The Global Savings Glut Explained

The savings we talk about when we talk about a "global savings glut"  (see, for instance, this article) are all in the form of IOUs, mainly as deposits and bonds. Any other type of savings could not be "searching for safe assets". And these safe assets, of which AAA/AA-rated bonds constitute the absolute majority, are just another type of IOU. There is, actually, one pure barter market in the world and that is the financial market where one type of IOU gets exchanged to another type of IOU only if there exists a "double coincidence of (credit, or IOU) wants". (Remember: deposits are IOUs.)

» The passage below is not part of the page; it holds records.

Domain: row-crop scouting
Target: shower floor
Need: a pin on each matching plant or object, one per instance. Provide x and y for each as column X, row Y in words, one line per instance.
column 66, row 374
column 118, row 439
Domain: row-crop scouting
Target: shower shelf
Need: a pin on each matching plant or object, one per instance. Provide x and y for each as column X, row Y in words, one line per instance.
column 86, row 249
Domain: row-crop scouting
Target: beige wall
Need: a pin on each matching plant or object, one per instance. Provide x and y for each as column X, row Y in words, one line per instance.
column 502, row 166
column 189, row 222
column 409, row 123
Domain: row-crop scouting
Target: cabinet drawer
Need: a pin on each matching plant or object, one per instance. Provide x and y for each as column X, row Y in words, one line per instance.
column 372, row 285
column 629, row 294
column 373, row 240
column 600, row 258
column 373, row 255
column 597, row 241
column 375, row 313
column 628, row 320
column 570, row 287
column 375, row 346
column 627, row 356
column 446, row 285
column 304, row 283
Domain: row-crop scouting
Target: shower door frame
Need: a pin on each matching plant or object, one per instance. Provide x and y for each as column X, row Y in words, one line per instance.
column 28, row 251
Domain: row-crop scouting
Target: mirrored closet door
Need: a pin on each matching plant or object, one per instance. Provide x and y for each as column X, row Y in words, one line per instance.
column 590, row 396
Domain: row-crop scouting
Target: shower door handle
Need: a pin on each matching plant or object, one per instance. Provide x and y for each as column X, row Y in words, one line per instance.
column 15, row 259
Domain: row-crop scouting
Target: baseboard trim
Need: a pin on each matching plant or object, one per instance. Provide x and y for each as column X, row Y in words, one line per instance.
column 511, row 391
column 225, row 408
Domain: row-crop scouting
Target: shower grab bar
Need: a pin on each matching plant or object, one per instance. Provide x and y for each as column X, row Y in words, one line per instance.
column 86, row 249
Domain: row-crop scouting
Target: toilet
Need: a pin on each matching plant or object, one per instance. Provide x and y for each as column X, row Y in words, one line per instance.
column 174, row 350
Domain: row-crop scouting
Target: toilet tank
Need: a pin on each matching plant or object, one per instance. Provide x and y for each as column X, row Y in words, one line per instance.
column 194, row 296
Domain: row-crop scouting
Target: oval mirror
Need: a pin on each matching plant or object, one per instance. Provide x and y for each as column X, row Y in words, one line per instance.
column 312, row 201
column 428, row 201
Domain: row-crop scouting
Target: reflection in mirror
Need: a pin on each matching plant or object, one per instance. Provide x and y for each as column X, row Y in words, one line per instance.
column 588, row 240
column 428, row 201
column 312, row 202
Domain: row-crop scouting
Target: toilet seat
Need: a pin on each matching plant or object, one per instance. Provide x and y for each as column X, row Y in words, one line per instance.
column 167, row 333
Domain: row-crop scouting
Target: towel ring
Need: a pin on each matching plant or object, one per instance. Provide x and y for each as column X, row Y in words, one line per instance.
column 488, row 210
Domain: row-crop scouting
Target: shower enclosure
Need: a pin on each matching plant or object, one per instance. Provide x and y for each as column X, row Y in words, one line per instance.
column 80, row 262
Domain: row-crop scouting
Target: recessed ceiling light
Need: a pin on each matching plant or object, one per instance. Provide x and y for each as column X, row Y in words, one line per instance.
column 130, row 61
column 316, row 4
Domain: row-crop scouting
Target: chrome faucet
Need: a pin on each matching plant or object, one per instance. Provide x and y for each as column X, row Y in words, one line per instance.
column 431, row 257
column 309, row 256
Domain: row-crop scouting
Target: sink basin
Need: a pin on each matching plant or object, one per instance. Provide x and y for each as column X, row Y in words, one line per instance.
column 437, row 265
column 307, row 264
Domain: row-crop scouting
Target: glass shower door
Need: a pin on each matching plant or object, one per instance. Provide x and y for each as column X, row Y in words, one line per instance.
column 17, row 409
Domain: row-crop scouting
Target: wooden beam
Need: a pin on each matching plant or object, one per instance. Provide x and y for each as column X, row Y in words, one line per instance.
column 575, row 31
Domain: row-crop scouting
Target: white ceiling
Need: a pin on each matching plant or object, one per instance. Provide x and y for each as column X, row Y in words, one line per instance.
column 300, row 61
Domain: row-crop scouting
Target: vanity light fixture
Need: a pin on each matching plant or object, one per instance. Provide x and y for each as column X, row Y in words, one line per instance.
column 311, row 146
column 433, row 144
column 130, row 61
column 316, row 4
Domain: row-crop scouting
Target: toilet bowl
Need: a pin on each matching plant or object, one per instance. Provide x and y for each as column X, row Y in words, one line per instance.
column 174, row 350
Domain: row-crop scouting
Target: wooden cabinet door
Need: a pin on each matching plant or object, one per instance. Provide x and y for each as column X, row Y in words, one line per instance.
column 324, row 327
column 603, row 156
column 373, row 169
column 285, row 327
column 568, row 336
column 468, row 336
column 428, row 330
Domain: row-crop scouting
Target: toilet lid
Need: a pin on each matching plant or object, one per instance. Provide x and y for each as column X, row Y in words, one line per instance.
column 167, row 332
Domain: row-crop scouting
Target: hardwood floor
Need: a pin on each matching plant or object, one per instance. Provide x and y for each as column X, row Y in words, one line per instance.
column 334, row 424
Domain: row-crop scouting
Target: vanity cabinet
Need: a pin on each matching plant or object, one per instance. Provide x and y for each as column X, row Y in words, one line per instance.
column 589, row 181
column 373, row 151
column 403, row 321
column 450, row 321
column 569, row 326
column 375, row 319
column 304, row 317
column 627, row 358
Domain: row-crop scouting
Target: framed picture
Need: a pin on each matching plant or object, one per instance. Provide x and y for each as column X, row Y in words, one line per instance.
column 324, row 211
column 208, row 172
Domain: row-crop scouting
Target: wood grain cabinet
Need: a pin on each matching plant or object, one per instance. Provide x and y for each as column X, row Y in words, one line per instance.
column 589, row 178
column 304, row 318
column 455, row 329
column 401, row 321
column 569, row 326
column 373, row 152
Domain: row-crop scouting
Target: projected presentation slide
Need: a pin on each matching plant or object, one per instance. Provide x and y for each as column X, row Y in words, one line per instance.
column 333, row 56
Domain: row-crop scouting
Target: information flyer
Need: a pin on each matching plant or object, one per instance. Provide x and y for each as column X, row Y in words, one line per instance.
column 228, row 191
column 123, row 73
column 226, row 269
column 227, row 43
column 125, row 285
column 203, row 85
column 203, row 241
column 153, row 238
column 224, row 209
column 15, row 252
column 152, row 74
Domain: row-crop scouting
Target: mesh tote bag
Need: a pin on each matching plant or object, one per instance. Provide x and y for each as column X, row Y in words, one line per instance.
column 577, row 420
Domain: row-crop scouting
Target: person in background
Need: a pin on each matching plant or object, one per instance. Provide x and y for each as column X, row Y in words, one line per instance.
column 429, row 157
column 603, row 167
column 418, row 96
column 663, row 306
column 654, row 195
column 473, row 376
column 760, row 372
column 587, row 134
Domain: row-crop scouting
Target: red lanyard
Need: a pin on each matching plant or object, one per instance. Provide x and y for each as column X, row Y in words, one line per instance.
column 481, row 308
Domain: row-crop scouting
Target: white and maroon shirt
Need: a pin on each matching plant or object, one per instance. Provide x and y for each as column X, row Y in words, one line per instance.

So, with our massive, global debt overhang, we must have a "savings glut". It is a matter of logic. These savings are just the flipside of the debt we have amassed. These savings are not a cause for lower interest rates and increased total debt -- they are the effect of lower interest rates and increased total debt. Naturally, we have reflexivity at play here, so that any "excess deposits" -- which came to being through increased bank lending -- are searching for willing borrowers. It's important to notice that these must be bond-issuing borrowers (government bonds, MBS, ABS, investment grade, high-yield, etc), as commercial banks do not lend existing deposits to their loan customers (as explained by Bank of England).

When the bond is issued by a commercial bank/financial institution (as in the case of MBSs/ABSs), then the transaction does not add to the total amount of IOUs in the economy: a deposit is just switched to a bond, i.e. the deposit disappears (see my second post for further details). But when the bond issuer is a non-financial business, the transaction adds to the total amount of IOUs in the economy. A new bond is created and the deposit changes its holder/owner, but does not disappear.

The important point to realize is that the excess deposits arise from increased commercial bank lending -- increasingly to households since the 1980s -- and this can be seen as the ultimate cause for our "savings glut".

If these excess deposits, created in the course of commercial bank lending, are taken as "money-as-a-commodity" -- and not correctly as "money-as-an-IOU" --, then we get fooled and start thinking that there is a lot of savings out there. And we view these IOUs as current ("real") wealth, incorrectly ("incorrectly" from a macroeconomic perspective, and this is the perspective we need to adopt here). As a consequence of this misunderstanding, everyone feels richer, for a while. This is what has happened during all credit bubbles we know of (see my sketch of credit boom dynamics).

Tell me where I go wrong? I really hope I do.


  1. Greetings from Sardonic (of FT comments section). Looking forward to more discussions here.

  2. Welcome to Clumsy Statements, Sardonic! ;-) Thanks for stopping by.

    I'm planning to write a more general post tonight -- let's see if I get it published today. I'll try to (re-)define money in it. You might find it interesting. We'll see!

    Anyway, feel free to browse my previous posts if you have time. Especially the ones (1st, 2nd and 3rd) about forgetting what you once thought was money.